Answer
The expression can be expressed as $2{{x}^{2}}\ -\ x\ -\ 3\ +\ \frac{x\ +\ 1}{3{{x}^{2}}\ -\ 1}$
Work Step by Step
The divisor is $3{{x}^{2}}\ -\ 1$ and in synthetic division, the divisor should be in $x\ -\ c$ form.
Therefore, it is not possible to perform the given division by synthetic division; instead, long division would be used as below:
$3{{x}^{2}}-\ 1\ \overset{2{{x}^{2}}\ -\ x\ -\ 3}{\overline{\left){\begin{align}
& 6{{x}^{4}}\ -\ 3{{x}^{3}}\ -\ 11{{x}^{2}}\ +\ 2x\ +\ 4 \\
& 6{{x}^{4}}\text{ }-\ 2{{x}^{2}} \\
& -\text{ }+ \\
& \overline{\begin{align}
& \text{ }-\ 3{{x}^{3}}\ -\ 9{{x}^{2}}\ +\ 2x \\
& \text{ }-\ 3{{x}^{3}}\text{ }+\ x \\
\end{align}} \\
& \text{ + }- \\
& \overline{\begin{align}
& \text{ }-\ 9{{x}^{2}}\ +\ x\ +\ 4 \\
& \text{ }-\ 9{{x}^{2}}\text{ }+\ 3 \\
& \text{ }+\text{ }- \\
& \overline{\text{ }x\ \ +\ 1} \\
\end{align}} \\
\end{align}}\right.}}$
The quotient is $2{{x}^{2}}\ -\ x\ -\ 3$ , divisor is $3{{x}^{2}}\ -\ 1$ , and the remainder is $x\ +\ 1$.

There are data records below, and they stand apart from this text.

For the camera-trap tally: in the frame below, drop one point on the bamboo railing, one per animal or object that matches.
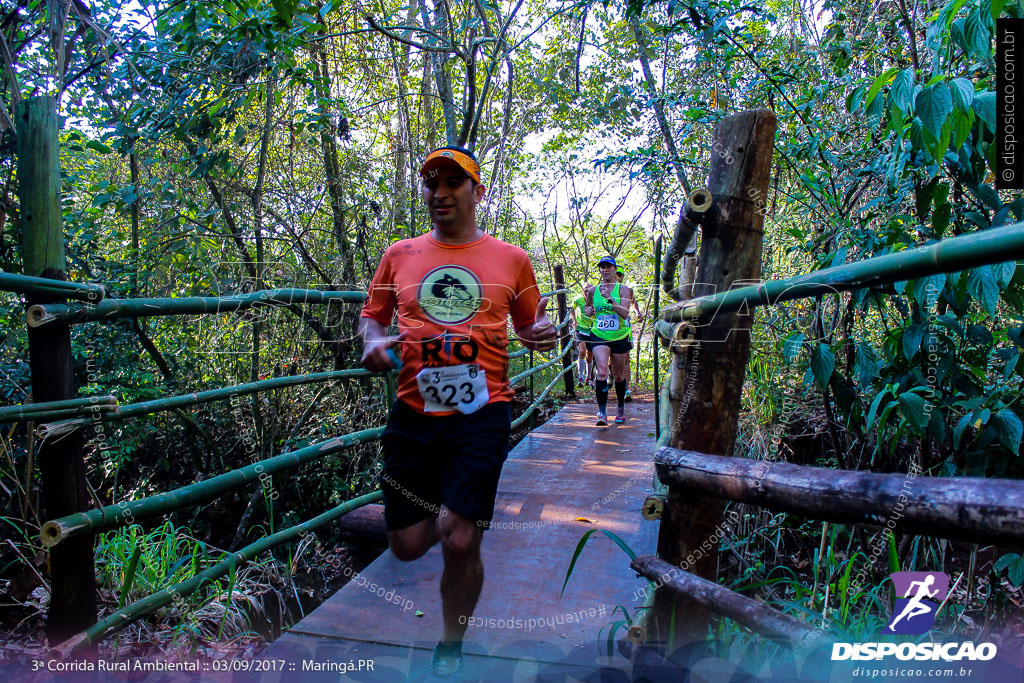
(72, 415)
(166, 596)
(45, 286)
(114, 308)
(113, 516)
(198, 397)
(977, 510)
(995, 245)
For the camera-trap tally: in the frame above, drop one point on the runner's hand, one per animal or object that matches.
(541, 335)
(376, 355)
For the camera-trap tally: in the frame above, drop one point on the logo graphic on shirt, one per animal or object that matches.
(913, 612)
(450, 294)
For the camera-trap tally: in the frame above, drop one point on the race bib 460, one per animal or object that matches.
(462, 388)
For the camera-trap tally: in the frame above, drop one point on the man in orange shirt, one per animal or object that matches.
(454, 290)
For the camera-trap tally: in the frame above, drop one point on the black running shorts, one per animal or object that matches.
(451, 460)
(617, 346)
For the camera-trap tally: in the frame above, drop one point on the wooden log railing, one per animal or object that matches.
(699, 469)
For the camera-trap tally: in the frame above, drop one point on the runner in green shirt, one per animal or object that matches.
(584, 324)
(621, 276)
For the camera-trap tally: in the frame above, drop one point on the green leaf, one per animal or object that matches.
(927, 290)
(893, 555)
(1016, 572)
(822, 363)
(873, 112)
(923, 196)
(1004, 272)
(792, 346)
(869, 420)
(880, 83)
(933, 105)
(912, 408)
(285, 9)
(1005, 561)
(981, 286)
(866, 364)
(910, 342)
(1010, 429)
(976, 33)
(579, 549)
(902, 90)
(963, 92)
(129, 574)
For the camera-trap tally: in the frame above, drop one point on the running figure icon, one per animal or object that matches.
(914, 606)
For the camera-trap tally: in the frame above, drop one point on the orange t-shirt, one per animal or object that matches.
(454, 302)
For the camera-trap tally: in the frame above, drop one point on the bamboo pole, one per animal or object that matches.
(115, 308)
(717, 598)
(657, 378)
(563, 316)
(708, 378)
(57, 289)
(175, 402)
(960, 253)
(61, 465)
(58, 530)
(976, 510)
(166, 596)
(532, 407)
(34, 411)
(65, 414)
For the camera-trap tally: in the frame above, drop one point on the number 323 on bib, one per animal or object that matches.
(462, 388)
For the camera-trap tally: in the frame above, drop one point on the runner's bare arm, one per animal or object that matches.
(376, 342)
(541, 335)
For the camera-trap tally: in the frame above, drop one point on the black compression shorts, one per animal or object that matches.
(450, 460)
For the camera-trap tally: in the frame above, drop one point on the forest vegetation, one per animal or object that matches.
(212, 148)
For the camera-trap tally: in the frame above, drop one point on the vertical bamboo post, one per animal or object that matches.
(563, 335)
(706, 409)
(73, 597)
(653, 341)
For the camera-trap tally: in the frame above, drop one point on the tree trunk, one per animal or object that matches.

Hence, $\frac{6{{x}^{4}}\ -\ 3{{x}^{3}}\ -\ 11{{x}^{2}}\ +\ 2x\ +\ 4}{3{{x}^{2}}\ -\ 1}$ can be written as $2{{x}^{2}}\ -\ x\ -\ 3\ +\ \frac{x\ +\ 1}{3{{x}^{2}}\ -\ 1}$.
Thus, the simplified form of $\frac{6{{x}^{4}}\ -\ 3{{x}^{3}}\ -\ 11{{x}^{2}}\ +\,2x\ +\ 4}{3{{x}^{2}}\ -\ 1}$ is $2{{x}^{2}}\ -\ x\ -\ 3\ +\ \frac{x\ +\ 1}{3{{x}^{2}}\ -\ 1}$.